GTX 460 Sonic with a 700 MHz GPU and a memory interface of 256 bits

Aug 4, 2010 06:34 GMT  ·  By

August has finally started off and, as AMD and NVIDIA get ready to unleash their respective batches of new products, their partners are hard at work making new iterations of those devices that have already shown up. Not too long ago, Gainward made quite a few ripples on the graphics front by releasing a special version of the mainstream GTX 460 with a full 2GB of GDDR5 memory. Now, Palit has doubled that offer with its own 2GB model.

Palit practically owns Gainward, so it would not exactly have suffered from leaving that card as the only available 2GB beast, but multiple branding is always a sound marketing strategy and, thus, the Palit GeForce GTX 460 2GB Sonic came to be. This adapter bears all the parts that NVIDIA's original features, only it comes with modified clock speeds.

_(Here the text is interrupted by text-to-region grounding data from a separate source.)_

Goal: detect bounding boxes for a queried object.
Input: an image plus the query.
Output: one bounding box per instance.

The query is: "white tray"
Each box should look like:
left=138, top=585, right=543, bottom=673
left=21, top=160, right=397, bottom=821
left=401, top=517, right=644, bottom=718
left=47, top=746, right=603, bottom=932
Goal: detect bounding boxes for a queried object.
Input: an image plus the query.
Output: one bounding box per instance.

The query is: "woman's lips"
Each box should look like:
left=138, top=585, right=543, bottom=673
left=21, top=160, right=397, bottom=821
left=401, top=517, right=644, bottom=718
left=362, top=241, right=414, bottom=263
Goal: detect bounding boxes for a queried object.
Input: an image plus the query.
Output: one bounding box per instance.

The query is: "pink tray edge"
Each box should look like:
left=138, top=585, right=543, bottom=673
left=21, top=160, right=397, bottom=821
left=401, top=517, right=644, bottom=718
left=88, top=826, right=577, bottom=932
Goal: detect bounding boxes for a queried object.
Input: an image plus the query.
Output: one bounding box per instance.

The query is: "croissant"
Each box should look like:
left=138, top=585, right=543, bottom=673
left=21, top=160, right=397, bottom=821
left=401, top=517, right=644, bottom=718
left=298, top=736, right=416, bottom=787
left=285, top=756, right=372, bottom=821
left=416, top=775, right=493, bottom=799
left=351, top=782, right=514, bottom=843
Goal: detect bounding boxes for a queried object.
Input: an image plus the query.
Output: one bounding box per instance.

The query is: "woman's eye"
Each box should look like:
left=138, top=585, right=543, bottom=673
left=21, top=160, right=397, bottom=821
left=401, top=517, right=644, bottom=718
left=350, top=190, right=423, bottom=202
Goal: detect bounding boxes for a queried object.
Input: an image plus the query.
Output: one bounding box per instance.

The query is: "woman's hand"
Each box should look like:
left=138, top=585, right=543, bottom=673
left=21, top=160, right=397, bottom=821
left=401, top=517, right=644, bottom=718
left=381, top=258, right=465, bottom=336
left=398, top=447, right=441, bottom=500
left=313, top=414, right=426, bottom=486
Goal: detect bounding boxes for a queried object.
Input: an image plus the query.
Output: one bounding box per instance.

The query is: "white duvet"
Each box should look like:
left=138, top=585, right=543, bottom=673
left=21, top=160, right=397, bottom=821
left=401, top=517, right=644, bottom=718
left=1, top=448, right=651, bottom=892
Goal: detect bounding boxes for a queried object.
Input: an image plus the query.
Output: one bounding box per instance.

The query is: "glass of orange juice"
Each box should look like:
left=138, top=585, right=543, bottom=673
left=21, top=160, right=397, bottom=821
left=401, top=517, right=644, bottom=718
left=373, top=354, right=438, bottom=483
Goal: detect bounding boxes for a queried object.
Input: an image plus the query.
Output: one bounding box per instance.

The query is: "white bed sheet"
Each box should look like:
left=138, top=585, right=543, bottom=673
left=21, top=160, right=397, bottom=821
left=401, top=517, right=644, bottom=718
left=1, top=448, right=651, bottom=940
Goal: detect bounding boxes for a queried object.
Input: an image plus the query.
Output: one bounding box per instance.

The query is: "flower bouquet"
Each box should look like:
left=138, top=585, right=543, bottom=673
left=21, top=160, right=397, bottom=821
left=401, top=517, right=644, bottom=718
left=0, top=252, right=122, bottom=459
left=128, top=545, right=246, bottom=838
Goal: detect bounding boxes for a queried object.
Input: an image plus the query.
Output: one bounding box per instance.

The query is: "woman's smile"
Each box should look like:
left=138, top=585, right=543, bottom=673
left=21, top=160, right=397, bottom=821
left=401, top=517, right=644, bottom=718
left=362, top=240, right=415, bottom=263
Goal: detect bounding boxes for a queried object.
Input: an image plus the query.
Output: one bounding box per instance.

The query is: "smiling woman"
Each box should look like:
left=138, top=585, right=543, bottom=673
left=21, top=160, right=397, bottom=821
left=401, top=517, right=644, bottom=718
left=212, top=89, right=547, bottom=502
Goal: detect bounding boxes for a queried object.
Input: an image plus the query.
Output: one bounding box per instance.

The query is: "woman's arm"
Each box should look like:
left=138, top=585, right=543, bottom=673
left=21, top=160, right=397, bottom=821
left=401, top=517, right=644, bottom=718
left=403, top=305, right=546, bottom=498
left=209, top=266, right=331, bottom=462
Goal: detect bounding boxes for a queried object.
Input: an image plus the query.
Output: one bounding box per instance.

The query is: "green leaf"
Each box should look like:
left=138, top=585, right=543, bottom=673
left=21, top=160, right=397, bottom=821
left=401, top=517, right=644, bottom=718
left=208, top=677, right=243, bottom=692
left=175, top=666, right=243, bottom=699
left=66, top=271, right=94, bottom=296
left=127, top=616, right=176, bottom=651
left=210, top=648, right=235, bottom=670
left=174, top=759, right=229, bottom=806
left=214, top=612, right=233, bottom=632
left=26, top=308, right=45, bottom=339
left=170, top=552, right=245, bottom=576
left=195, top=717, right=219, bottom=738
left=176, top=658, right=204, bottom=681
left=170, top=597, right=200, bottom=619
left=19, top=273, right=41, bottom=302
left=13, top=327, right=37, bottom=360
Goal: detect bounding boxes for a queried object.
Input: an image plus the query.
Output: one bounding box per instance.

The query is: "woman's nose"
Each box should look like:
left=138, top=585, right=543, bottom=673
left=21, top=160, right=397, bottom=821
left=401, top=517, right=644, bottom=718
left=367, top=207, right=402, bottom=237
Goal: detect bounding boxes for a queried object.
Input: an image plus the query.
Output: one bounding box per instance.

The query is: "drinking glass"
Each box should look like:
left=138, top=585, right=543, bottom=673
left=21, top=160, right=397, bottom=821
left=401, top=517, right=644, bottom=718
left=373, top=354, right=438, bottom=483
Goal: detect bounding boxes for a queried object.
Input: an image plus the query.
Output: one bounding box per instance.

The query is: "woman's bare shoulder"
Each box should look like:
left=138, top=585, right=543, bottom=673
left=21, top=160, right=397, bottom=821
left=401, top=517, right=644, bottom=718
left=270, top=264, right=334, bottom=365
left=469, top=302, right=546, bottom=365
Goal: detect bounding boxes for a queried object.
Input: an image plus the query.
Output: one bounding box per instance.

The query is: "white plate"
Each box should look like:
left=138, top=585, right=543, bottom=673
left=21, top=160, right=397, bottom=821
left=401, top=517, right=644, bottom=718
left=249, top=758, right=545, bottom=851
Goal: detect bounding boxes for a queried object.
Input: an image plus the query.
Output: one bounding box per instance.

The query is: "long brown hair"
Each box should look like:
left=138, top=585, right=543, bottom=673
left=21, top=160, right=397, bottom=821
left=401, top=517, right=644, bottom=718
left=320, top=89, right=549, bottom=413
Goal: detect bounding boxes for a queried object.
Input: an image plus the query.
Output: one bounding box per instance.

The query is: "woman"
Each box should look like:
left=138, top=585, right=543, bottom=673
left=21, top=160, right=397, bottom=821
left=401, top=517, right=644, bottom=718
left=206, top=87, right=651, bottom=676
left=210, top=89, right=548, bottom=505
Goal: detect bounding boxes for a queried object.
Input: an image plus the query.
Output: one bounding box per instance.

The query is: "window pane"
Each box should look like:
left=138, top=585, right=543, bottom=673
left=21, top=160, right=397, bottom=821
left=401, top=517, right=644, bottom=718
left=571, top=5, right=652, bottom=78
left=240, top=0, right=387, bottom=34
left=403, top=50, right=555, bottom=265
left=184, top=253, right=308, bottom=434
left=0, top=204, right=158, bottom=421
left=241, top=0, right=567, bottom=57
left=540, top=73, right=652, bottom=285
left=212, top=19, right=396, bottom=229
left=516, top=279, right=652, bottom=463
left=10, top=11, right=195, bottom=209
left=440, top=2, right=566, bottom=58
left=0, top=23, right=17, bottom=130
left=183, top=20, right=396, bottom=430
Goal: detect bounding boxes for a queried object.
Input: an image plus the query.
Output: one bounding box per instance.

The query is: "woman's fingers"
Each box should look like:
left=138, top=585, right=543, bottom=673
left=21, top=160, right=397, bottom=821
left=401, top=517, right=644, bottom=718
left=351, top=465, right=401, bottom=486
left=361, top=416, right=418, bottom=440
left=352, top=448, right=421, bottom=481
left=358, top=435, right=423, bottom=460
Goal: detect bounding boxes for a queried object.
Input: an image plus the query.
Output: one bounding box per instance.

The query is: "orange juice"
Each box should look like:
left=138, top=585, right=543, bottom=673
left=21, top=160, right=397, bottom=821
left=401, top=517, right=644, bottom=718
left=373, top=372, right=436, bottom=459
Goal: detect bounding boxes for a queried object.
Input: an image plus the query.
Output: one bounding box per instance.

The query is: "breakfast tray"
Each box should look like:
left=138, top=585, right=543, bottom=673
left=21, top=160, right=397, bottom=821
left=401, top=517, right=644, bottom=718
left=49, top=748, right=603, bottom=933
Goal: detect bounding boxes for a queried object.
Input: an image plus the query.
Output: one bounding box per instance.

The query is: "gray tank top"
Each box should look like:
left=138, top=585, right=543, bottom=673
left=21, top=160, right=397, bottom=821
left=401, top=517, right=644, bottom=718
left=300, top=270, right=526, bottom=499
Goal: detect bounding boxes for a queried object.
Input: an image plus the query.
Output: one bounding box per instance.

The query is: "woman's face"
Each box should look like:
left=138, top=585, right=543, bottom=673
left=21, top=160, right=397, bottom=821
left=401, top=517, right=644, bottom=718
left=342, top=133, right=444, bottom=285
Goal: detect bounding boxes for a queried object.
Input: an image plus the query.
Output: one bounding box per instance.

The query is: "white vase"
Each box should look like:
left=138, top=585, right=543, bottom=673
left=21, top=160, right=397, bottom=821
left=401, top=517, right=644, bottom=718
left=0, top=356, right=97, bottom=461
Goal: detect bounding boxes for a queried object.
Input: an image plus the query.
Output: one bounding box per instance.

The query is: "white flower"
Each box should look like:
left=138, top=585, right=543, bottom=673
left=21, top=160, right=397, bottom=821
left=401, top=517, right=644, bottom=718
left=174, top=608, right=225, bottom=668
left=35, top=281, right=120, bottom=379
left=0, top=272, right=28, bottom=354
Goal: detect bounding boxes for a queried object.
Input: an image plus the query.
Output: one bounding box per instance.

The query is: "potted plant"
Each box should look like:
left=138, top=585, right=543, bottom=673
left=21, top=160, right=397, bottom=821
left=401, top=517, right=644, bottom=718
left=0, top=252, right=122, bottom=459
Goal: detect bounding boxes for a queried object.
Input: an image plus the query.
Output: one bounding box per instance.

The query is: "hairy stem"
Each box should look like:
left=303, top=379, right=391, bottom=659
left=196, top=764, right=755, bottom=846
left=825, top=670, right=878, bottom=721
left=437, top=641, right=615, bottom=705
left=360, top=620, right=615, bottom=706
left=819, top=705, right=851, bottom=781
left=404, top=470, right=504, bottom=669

As end-users no doubt are aware by now, at least to some extent, the GTX 460 is built around the GF104 graphics processing unit. On the reference model, this GPU works at 675 MHz, but Palit went ahead and overclocked it to 700 MHz. The board also boasts 336 CUDA cores, with a shader frequency of 1,400 MHz, and a memory interface of 256 bits. Furthermore, the aforementioned 2GB of VRAM are clocked at 3,800 MHz. All in all, this product should prove quite lucrative in the hands, or systems in this case, of those performance users that run memory-intensive applications.

Needless to say, the newcomer has full support for DirectX 11 and the various technologies that NVIDIA came up with over the years, such as SLI multi-GPU setups, CUDA and, of course, 3D Vision Surround. Finally, the board connects to displays via D-Sub, DVI and HDMI outputs and has a reported price of 239.90 Euro, though exact availability details have not been given.